Working at the Skolkovo Institute of Science and Technology, the scientists have been able to simplify “realistic neural talking head models” which normally require a huge dataset of images to look genuine.
The researchers created life-like talking heads with just a few images of a person and even in some cases just a single image.
“Here, we present a system with such few-shot capability,” write the scientists. “It performs lengthy meta-learning on a large dataset of videos, and after that is able to frame few- and one-shot learning of neural talking head models of previously unseen people as adversarial training problems with high capacity generators and discriminators. Crucially, the system is able to initialize the parameters of both the generator and the discriminator in a person-specific way, so that training can be based on just a few images and done quickly, despite the need to tune tens of millions of parameters. We show that such an approach is able to learn highly realistic and personalized talking head models of new people and even portrait paintings.”

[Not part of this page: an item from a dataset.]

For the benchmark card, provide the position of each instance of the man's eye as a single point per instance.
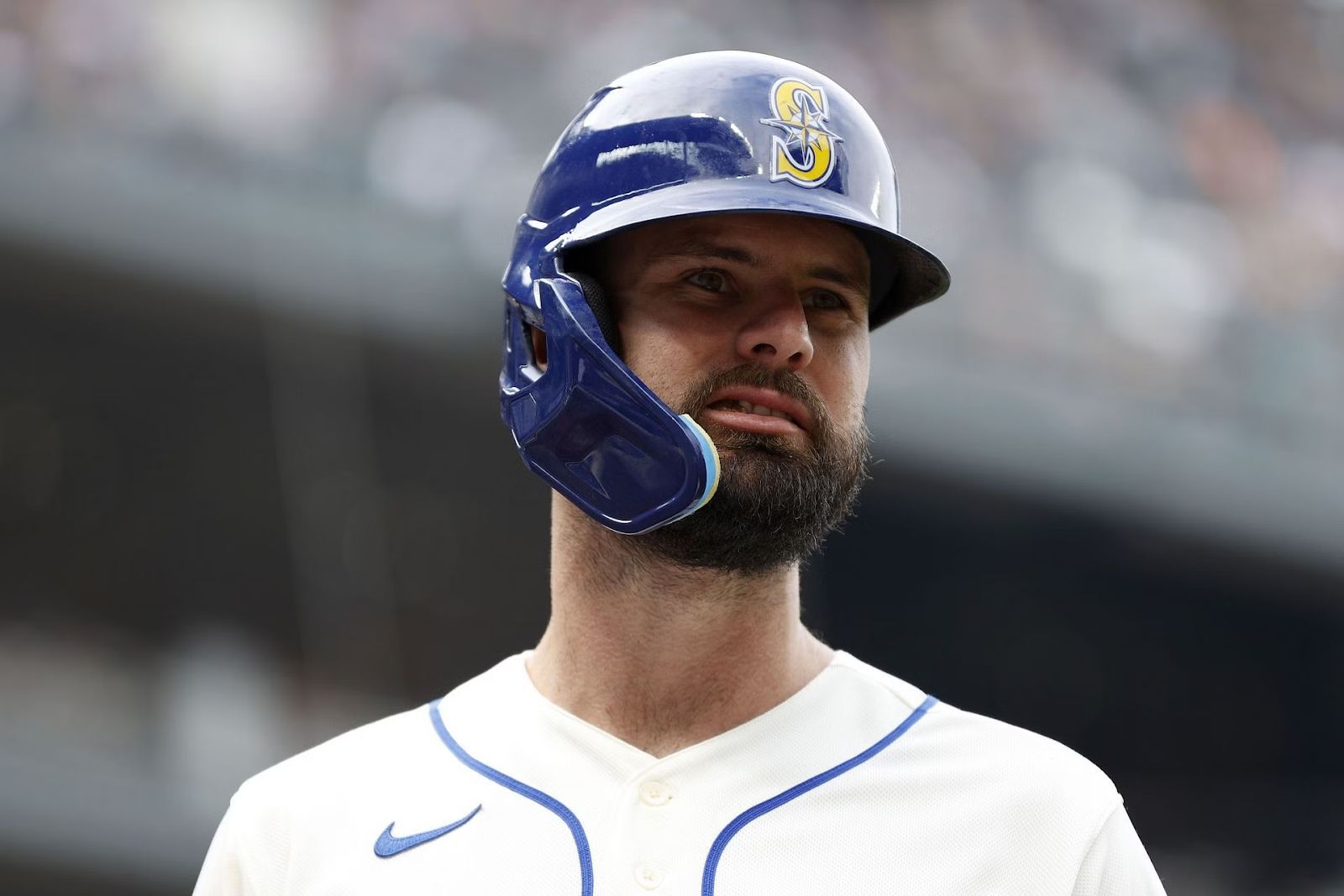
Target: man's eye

The video example of the study shows a painting of the Mona Lisa talking animatedly. A photo of Albert Einstein is also brought to life.
“They can make video of you saying things from a single photograph,” tweeted Joe Rogan after watching the video. “I feel like the water just dramatically pulled back from the shore and we’re about to experience a tsunami of fake shit.”
They can make video of you saying things from a single photograph. I feel like the water just dramatically pulled back from the shore and we’re about to experience a tsunami of fake shit. https://t.co/oIy70xSPrI
— Joe Rogan (@joerogan) May 27, 2019
Numerous people have warned that bad actors could exploit deep fake technology to frame people for doing and saying things that never actually happened.
Terrorists or rogue states could also use the technology to fake world leaders making hoax statements that could be used for propaganda or even to start wars.
However, the scientists behind the project argue that the technology will have positive purposes.
“It will lead to a reduction in long-distance travel and short-distance commute,” writes Egor Zakharov. “It will democratize education, and improve the quality of life for people with disabilities. It will distribute jobs more fairly and uniformly around the World. It will better connect relatives and friends separated by distance.”
Zakharov says that in the future, people will be represented by “realistic semblances of themselves” and that concerns over “deep fakes” are overblown because “Hollywood has been making fake videos (aka “special effects”) for a century” and hoaxes are easily detected.